= Outlaw (bull) =

Canadian bucking bull

Outlaw #C-71 (1997–2004) was a Canadian bucking bull. He is perhaps the most famous rodeo bull to come from Canada. He was a red-and-white speckled Brahma-Longhorn cross. He weighed over 816 kilograms (1,800 pounds) and had 40-centimetre (16-inch) horns.

Outlaw was born in 1997 and was raised by Clark Jackson in his ranch near Minburn, Alberta. During his early career, he was used in the Lakeland College Rodeo club at the campus in Vermilion, Alberta. He was sold to the Calgary Stampede in 1999. During his professional career, Outlaw competed in the Canadian Professional Rodeo Association (CPRA), Professional Rodeo Cowboys Association (PRCA), and Professional Bull Riders (PBR). He was named Bull of the Canadian Finals Rodeo (CFR) in 2002 and Bull of the Calgary Stampede in 2003. He was bucked 71 times and only successfully ridden once for the full eight seconds by Justin Volz for 93 points at the 2003 Calgary Stampede.

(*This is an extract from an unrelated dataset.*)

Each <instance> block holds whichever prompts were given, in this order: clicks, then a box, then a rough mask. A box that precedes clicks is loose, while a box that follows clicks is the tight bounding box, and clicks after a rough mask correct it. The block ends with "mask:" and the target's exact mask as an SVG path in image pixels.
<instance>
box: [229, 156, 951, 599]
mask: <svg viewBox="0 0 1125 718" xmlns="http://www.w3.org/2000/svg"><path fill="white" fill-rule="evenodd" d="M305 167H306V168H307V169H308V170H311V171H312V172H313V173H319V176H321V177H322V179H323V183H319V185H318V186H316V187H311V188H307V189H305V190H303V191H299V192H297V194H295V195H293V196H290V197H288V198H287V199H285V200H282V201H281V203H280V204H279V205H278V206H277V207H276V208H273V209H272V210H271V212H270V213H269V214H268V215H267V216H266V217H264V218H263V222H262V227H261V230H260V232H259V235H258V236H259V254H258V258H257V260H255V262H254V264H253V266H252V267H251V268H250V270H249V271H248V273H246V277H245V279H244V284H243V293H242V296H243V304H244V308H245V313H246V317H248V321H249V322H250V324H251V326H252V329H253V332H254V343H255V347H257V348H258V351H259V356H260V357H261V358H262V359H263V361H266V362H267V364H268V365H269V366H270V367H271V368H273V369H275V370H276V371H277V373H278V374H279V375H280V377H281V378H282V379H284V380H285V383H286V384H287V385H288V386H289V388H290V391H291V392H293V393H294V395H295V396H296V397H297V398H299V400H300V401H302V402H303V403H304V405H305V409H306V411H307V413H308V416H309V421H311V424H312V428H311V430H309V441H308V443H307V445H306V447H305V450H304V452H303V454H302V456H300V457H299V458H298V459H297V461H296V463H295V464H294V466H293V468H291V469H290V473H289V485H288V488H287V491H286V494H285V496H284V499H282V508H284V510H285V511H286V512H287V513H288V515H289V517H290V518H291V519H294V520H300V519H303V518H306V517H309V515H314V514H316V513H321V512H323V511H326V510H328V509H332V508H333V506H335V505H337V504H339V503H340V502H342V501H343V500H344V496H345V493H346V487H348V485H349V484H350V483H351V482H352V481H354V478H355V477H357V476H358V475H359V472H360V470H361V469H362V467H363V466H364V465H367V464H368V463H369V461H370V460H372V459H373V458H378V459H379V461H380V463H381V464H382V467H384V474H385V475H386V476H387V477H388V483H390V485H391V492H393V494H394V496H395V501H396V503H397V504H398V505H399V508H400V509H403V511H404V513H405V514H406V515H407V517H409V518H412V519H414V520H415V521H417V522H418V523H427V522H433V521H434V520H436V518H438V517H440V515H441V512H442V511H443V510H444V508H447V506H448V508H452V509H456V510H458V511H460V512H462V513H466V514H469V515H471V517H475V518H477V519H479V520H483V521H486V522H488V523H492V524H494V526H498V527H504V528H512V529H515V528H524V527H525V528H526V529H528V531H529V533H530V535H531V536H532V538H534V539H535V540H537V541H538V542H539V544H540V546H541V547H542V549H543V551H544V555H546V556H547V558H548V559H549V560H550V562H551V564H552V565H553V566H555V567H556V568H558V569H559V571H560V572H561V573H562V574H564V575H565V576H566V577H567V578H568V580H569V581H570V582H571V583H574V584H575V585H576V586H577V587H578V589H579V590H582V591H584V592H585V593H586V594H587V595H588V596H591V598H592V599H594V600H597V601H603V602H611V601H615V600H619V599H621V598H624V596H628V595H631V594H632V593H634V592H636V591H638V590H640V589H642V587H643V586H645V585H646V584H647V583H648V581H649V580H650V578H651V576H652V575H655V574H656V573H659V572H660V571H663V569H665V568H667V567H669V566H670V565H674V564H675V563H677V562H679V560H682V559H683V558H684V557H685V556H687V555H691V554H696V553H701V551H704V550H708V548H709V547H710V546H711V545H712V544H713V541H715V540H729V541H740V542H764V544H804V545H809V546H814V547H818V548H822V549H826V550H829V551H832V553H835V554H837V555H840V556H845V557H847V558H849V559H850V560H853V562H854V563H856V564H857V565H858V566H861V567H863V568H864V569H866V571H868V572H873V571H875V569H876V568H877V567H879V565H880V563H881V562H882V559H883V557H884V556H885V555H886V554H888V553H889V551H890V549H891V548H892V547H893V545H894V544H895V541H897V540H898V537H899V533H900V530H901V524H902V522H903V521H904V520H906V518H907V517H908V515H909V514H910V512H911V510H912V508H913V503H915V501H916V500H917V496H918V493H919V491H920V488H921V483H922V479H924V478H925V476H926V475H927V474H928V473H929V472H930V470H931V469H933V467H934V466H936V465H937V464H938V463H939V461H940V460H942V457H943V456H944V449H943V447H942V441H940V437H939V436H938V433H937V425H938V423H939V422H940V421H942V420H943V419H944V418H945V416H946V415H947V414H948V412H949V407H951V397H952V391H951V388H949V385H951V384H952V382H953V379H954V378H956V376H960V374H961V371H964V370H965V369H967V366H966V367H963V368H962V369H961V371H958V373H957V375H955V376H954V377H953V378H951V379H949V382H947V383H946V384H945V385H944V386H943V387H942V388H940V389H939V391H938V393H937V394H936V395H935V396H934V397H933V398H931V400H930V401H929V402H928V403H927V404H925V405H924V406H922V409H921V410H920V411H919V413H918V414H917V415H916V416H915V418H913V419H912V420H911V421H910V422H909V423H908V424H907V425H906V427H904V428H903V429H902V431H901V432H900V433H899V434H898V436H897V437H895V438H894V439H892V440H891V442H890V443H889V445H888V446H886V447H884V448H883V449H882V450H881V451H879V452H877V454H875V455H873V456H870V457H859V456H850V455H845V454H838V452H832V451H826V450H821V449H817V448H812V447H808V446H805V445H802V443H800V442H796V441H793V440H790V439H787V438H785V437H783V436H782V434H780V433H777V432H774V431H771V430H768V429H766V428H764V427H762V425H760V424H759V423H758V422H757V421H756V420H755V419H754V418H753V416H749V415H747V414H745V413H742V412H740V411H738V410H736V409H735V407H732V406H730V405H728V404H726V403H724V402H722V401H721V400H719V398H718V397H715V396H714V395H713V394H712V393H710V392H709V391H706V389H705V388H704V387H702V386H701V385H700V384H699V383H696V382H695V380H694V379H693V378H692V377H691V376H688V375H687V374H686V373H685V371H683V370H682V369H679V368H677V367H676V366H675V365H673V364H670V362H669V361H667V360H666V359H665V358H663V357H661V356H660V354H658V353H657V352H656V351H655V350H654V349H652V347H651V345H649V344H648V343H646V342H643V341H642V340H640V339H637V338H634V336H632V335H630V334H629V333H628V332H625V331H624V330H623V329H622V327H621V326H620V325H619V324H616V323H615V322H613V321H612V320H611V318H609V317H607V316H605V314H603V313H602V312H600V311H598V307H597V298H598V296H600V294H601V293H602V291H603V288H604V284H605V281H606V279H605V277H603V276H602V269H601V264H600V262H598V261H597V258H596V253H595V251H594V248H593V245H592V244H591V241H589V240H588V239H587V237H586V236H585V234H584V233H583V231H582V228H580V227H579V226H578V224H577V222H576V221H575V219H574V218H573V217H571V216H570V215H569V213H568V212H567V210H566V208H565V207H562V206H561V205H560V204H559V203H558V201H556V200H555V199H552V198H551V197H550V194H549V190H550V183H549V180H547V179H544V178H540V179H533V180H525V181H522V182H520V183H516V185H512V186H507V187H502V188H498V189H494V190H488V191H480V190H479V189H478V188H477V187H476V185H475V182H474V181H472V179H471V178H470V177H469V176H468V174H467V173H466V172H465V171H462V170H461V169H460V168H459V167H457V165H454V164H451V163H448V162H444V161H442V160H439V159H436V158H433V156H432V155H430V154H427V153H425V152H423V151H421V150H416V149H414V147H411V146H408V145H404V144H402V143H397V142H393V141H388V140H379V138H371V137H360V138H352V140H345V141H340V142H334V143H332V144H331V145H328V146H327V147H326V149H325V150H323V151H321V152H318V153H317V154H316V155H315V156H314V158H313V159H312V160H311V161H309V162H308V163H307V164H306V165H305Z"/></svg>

Outlaw made history on July 9, 2004, on the first day of that year's Calgary Stampede, when he blasted out of the bucking chute and triggered the famed closing bell at the New York Stock Exchange, becoming the first animal to ever close that financial market, as well as being the first time the bell had ever been rung outside the United States. One month later, in August 2004, Outlaw died at age seven while fighting another bull. He was buried at the Calgary Stampede Ranch near Hanna, Alberta. His offspring continue his legacy.

On May 27, 2010, Outlaw was posthumously honoured with a heroic-sized bronze statue made by Regina-based artist Richard Loffler outside the Stock Exchange Tower in Calgary. He was also posthumously featured on the poster for the 2010 Calgary Stampede.